Cornelius then sought a declaratory judgment that he was entitled to recover uninsured motorist benefits under the insurance policy issued by National Casualty
In response, National Casualty moved for summary judgment.
The circuit court granted the motion, finding that Cornelius could not recover such benefits.
The court reasoned that uninsured motorist coverage only extends to accidents arising out of the "normal use" of a vehicle, which consists of "transportation to and from destinations."
The state's high court reversed.
"National Casualty argues that, under Abraham, Cornelius cannot recover uninsured motorist benefits for an accident that did not involve an uninsured third-party. We disagree," Justice Glen A. Severson wrote for the Court.
"In this case, under the insurance policy National Casualty drafted, an 'uninsured motor vehicle' is defined as a 'land motor vehicle... for which any insuring or bonding company denies coverage.'"
The lower court had determined that the bucket truck Cornelius was using at the time he was injured was an "uninsured motor vehicle." National Casualty, the Court noted, did not challenge the court's finding on the issue.
"The insurance policy does not contain an exclusion for single-vehicle accidents. We therefore find no basis for National Casualty's assertion that Cornelius is precluded from recovering uninsured motorist benefits because the accident did not involve an uninsured third-party," Severson wrote.

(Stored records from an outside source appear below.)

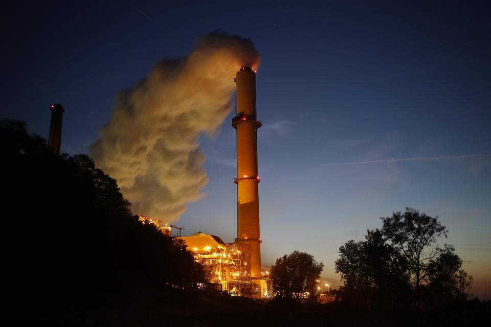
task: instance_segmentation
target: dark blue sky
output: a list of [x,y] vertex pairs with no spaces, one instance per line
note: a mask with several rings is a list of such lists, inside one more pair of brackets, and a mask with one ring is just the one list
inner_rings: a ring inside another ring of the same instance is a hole
[[[325,264],[323,277],[336,287],[339,247],[412,206],[440,216],[450,231],[442,243],[455,245],[474,293],[489,299],[487,4],[346,2],[6,7],[0,117],[25,120],[47,137],[50,106],[61,103],[62,151],[86,153],[117,92],[160,59],[187,55],[217,29],[251,38],[261,55],[263,263],[306,251]],[[179,221],[189,233],[233,240],[233,115],[216,138],[202,137],[210,181]],[[332,164],[340,165],[325,165]]]

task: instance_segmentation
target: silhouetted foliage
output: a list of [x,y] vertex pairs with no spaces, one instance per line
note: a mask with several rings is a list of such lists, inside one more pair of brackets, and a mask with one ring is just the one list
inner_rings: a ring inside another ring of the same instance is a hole
[[273,292],[277,296],[297,299],[307,292],[313,295],[317,287],[316,280],[323,269],[324,264],[316,262],[311,254],[298,251],[285,254],[276,259],[270,272]]
[[397,212],[392,217],[381,218],[384,236],[407,259],[409,271],[415,285],[415,305],[421,307],[419,286],[428,276],[428,265],[438,254],[436,238],[448,230],[442,226],[438,217],[434,218],[412,208],[402,213]]
[[339,291],[344,302],[414,302],[419,310],[421,294],[427,308],[449,308],[468,298],[472,277],[460,269],[462,260],[453,246],[437,246],[437,238],[447,232],[437,218],[407,208],[382,219],[382,230],[368,230],[366,241],[352,240],[339,249],[335,266],[344,284]]
[[439,249],[439,255],[428,264],[428,284],[426,301],[434,306],[448,306],[451,302],[467,299],[472,276],[462,269],[462,260],[452,245]]
[[410,289],[405,258],[378,229],[368,230],[365,238],[339,249],[335,267],[344,284],[343,301],[370,306],[405,302]]
[[88,156],[55,156],[21,122],[0,122],[0,136],[4,272],[17,300],[168,294],[204,281],[183,243],[139,222]]

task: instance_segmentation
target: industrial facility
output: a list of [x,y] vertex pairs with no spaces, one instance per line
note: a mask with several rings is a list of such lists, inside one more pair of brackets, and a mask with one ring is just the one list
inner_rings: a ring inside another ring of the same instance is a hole
[[267,271],[261,271],[262,242],[259,232],[259,206],[257,171],[257,133],[261,122],[256,114],[256,72],[242,67],[235,79],[237,112],[232,126],[237,130],[237,237],[226,243],[221,239],[206,233],[181,237],[182,226],[162,224],[159,219],[143,215],[142,222],[155,224],[163,232],[186,242],[194,260],[203,265],[208,282],[215,288],[231,295],[267,297]]
[[[231,295],[253,297],[268,296],[267,271],[261,271],[261,243],[259,232],[259,207],[257,171],[257,133],[261,122],[256,115],[256,72],[242,67],[235,79],[236,115],[232,126],[237,130],[237,237],[226,243],[221,239],[200,231],[182,237],[182,226],[169,225],[162,220],[139,215],[142,223],[150,223],[164,235],[186,242],[187,250],[207,272],[208,282],[215,288]],[[63,106],[51,107],[48,145],[59,155]]]

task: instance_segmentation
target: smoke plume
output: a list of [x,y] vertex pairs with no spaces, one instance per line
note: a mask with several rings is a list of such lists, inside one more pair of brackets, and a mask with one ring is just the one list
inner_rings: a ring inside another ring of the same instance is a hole
[[171,222],[202,197],[208,179],[199,136],[213,135],[230,112],[237,72],[259,63],[250,39],[215,31],[188,56],[160,60],[135,87],[118,93],[90,149],[134,213]]

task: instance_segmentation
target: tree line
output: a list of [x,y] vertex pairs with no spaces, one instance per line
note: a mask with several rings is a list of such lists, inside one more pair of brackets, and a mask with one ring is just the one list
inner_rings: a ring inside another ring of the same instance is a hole
[[4,272],[12,303],[138,300],[193,292],[204,282],[185,245],[138,221],[116,180],[88,156],[55,155],[21,121],[0,121],[0,137]]
[[340,248],[337,273],[344,283],[343,301],[362,306],[409,305],[420,310],[448,308],[470,296],[472,277],[452,245],[438,246],[448,230],[438,220],[412,208],[381,218],[380,230],[365,241]]
[[[382,228],[367,230],[365,241],[340,248],[334,265],[344,285],[338,298],[348,305],[418,310],[449,308],[469,298],[472,276],[461,269],[453,246],[438,246],[448,230],[438,217],[408,207],[381,219]],[[313,297],[323,267],[298,251],[278,258],[270,274],[276,296]]]

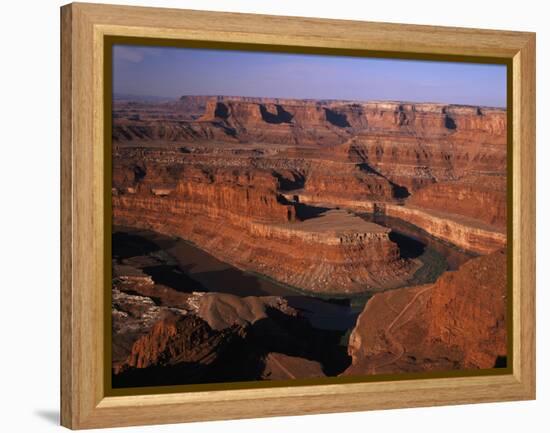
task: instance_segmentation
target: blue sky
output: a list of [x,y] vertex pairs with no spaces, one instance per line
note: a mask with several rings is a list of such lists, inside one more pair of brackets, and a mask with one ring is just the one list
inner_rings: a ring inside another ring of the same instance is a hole
[[113,92],[505,107],[506,66],[115,45]]

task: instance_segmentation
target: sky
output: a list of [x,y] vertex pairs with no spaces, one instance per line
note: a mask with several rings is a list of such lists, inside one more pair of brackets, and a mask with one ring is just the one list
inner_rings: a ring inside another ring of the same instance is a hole
[[113,47],[113,93],[506,106],[506,66],[173,47]]

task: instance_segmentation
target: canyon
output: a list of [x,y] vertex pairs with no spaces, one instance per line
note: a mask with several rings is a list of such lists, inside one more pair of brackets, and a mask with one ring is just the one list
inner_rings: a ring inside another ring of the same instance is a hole
[[445,104],[115,100],[113,383],[492,368],[506,125]]

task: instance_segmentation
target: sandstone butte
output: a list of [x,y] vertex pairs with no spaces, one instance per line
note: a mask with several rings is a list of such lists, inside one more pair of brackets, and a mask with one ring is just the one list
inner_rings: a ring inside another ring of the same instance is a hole
[[[375,295],[344,374],[488,368],[506,353],[506,119],[401,102],[115,101],[113,222],[308,292],[352,294],[404,286],[416,272],[389,229],[356,214],[399,218],[482,257],[434,284]],[[180,293],[117,266],[119,384],[342,371],[324,349],[335,336],[284,298]],[[245,347],[258,349],[243,360]]]
[[434,284],[374,295],[350,336],[344,374],[495,367],[507,353],[506,288],[506,254],[497,251]]
[[374,226],[335,244],[319,217],[303,236],[304,204],[383,210],[476,253],[506,242],[504,110],[184,97],[115,104],[113,140],[115,224],[305,290],[391,288],[415,267]]

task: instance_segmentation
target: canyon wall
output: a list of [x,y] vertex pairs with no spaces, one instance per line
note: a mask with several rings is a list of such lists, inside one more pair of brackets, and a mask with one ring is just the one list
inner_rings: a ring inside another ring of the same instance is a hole
[[120,102],[113,164],[115,224],[181,236],[308,291],[397,287],[418,265],[400,257],[387,231],[329,209],[382,209],[480,254],[506,243],[501,109],[223,96]]
[[505,365],[506,275],[506,254],[497,251],[434,284],[374,295],[350,336],[352,364],[344,374]]

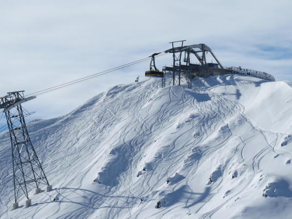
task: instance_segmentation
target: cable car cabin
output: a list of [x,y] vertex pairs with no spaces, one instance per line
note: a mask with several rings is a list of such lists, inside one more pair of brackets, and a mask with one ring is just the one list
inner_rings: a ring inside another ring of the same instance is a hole
[[163,72],[161,72],[160,71],[146,71],[145,72],[145,77],[164,77],[164,73]]

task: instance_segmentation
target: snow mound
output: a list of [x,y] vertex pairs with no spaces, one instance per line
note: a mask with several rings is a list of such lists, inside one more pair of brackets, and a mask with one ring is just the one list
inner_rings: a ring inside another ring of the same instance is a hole
[[236,74],[194,79],[192,90],[161,82],[117,85],[29,123],[54,189],[30,188],[27,209],[22,196],[10,211],[10,139],[0,133],[0,217],[292,218],[292,89]]

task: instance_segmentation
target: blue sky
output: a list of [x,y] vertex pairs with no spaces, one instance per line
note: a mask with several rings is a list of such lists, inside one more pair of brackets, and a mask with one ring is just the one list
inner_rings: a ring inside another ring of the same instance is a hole
[[[0,93],[27,93],[146,57],[168,42],[205,43],[225,66],[292,80],[291,1],[6,1],[0,8]],[[171,55],[157,65],[171,63]],[[117,84],[142,79],[143,63],[40,95],[25,107],[45,119]]]

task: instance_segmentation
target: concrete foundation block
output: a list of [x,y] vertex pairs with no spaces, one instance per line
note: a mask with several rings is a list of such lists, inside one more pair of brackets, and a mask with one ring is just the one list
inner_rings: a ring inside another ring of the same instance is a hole
[[18,209],[18,202],[15,202],[13,203],[13,206],[12,207],[12,211]]
[[49,192],[52,191],[52,185],[48,185],[47,186],[47,192]]
[[38,188],[37,189],[36,189],[36,193],[35,193],[35,194],[37,195],[40,192],[40,189],[39,188]]
[[31,206],[32,206],[32,200],[28,199],[25,201],[25,208],[27,208]]

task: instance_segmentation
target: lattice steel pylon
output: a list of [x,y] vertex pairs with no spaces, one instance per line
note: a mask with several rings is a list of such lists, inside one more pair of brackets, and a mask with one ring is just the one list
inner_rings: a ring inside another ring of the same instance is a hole
[[5,113],[11,142],[15,201],[13,209],[18,207],[18,200],[21,194],[27,199],[27,207],[31,204],[28,195],[30,190],[36,188],[37,194],[41,184],[47,186],[47,191],[52,189],[31,141],[21,106],[22,103],[36,97],[25,98],[23,92],[10,92],[0,97],[0,109]]

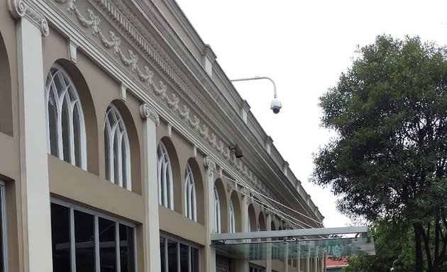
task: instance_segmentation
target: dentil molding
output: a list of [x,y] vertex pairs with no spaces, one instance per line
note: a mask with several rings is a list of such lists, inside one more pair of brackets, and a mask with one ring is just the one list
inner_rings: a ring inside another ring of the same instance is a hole
[[[15,2],[13,0],[9,0]],[[22,0],[22,1],[24,0]],[[162,81],[155,82],[154,80],[154,72],[149,67],[149,64],[145,60],[139,60],[137,54],[131,49],[122,50],[121,39],[112,30],[104,30],[101,25],[101,18],[91,8],[86,8],[81,11],[76,5],[75,0],[53,0],[59,4],[66,4],[67,12],[74,16],[78,23],[86,30],[89,30],[93,37],[96,38],[100,44],[111,51],[111,52],[118,57],[121,63],[129,68],[142,84],[147,86],[148,89],[152,89],[154,94],[160,96],[168,108],[172,109],[178,114],[181,120],[183,120],[189,127],[199,132],[199,135],[205,140],[211,147],[212,147],[219,154],[230,162],[231,165],[256,188],[261,193],[270,196],[270,192],[265,185],[248,169],[246,165],[243,165],[241,159],[237,159],[234,154],[231,154],[227,144],[221,140],[219,140],[217,136],[214,132],[210,132],[209,126],[206,124],[201,124],[201,120],[197,115],[192,114],[192,111],[186,104],[180,105],[180,99],[175,91],[170,92],[167,86]],[[111,21],[114,22],[116,29],[121,29],[126,35],[132,38],[135,48],[142,49],[145,53],[150,56],[159,65],[160,68],[168,75],[170,79],[175,81],[180,89],[187,97],[195,104],[196,107],[202,110],[202,112],[211,121],[216,122],[215,118],[210,114],[209,111],[204,107],[197,97],[194,96],[191,90],[175,74],[174,71],[165,62],[163,58],[158,55],[154,47],[160,45],[151,45],[151,40],[148,40],[140,34],[138,30],[144,28],[138,19],[131,14],[128,8],[121,0],[95,0],[93,4],[97,5],[99,8],[105,10],[106,13],[111,17]],[[129,21],[130,18],[131,21]],[[46,22],[46,21],[45,21]],[[136,27],[135,26],[137,26]],[[47,25],[48,26],[48,25]],[[145,112],[149,108],[148,106],[143,105],[140,107],[141,116],[146,116]],[[149,117],[149,116],[148,116]],[[143,117],[145,118],[145,117]],[[157,119],[155,119],[157,120]],[[158,118],[158,121],[160,119]]]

The Court also shot down the insurer's argument that Cornelius' loss is not compensable because the alleged negligent maintenance that resulted in his injuries was not performed "in support of the transportation purpose" of the bucket truck.
"The bucket truck upon which Cornelius was injured was described in the insurance policy as a covered 'auto.' The boom that was mounted on the bucket truck was a device similar to a cherry picker that was 'used to raise and lower workers.' Such a device was expressly covered under the insurance policy," Severson explained.